The new National Theatre of Parramatta production at Riverside is the second directed by Vicki Van Hout, who brings her own earthy, physical sensibility as a dancer and experimental performer, having trained at the National Aboriginal Islander Skills Development Association (Australia’s leading Indigenous dance college) and then at the Martha Graham School of Contemporary Dance in New York.
Harrison describes Van Hout’s vision of her script as “quite mesmerising”.
“Vicki brings a new dimension and a new approach. She’s a choreographer, so [her production is] very physical theatre, it’s also very musical and rhythmic. She uses so many different senses. A lot of it is about the temporary nature of home. An essential motif on the stage is a tree that’s been yarn-bombed with all these colours.”
Van Hout follows in the footsteps of many other directors, including Leah Purcell and Wayne Blair, as well as the dozens of actors who’ve brought their own lived experiences. With all those collective efforts over the years, Harrison says the story is now “more than us, it’s more than the individuals” working on each production. “It’s about honouring the community, and that’s the most important thing.”
Perhaps that sense of shared community around the play is why Stolen has become a mainstay of stages around the country, as well as its presence on the Victorian VCE and NSW HSC English and drama curriculum.
As well as the fresh creative input of each new productions’ contributors, there are always new audiences coming to the play for the first time. “I love the fact that young people are still seeing it,” Harrison says. “It hasn’t been staged in Melbourne for years, and people still ask me, is it on, is it on, can I go and see it?” she says.
“People come up to me.
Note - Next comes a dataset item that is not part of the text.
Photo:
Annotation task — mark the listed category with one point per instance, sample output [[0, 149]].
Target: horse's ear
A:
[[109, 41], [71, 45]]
I was at a book signing for my novel, and one guy came up to me and said, ‘I saw it 12 years ago and I just wanted to tell you how much it meant to me.’ He was non-Indigenous. So I think it’s an experience that stays with people, especially if you’re new to the themes. It still resonates.”
“These are the sort of stories you need to have visceral response to, not just see statistics and facts. You need to feel what it’s like. Theatre is beautiful for that. You’ve got a darkened room, you’ve got five real people in front of you and they’re sharing a journey and an experience. It’s not just a piece of entertainment.”
Stolen plays at Riverside Theatres, Parramatta May 29-June 1.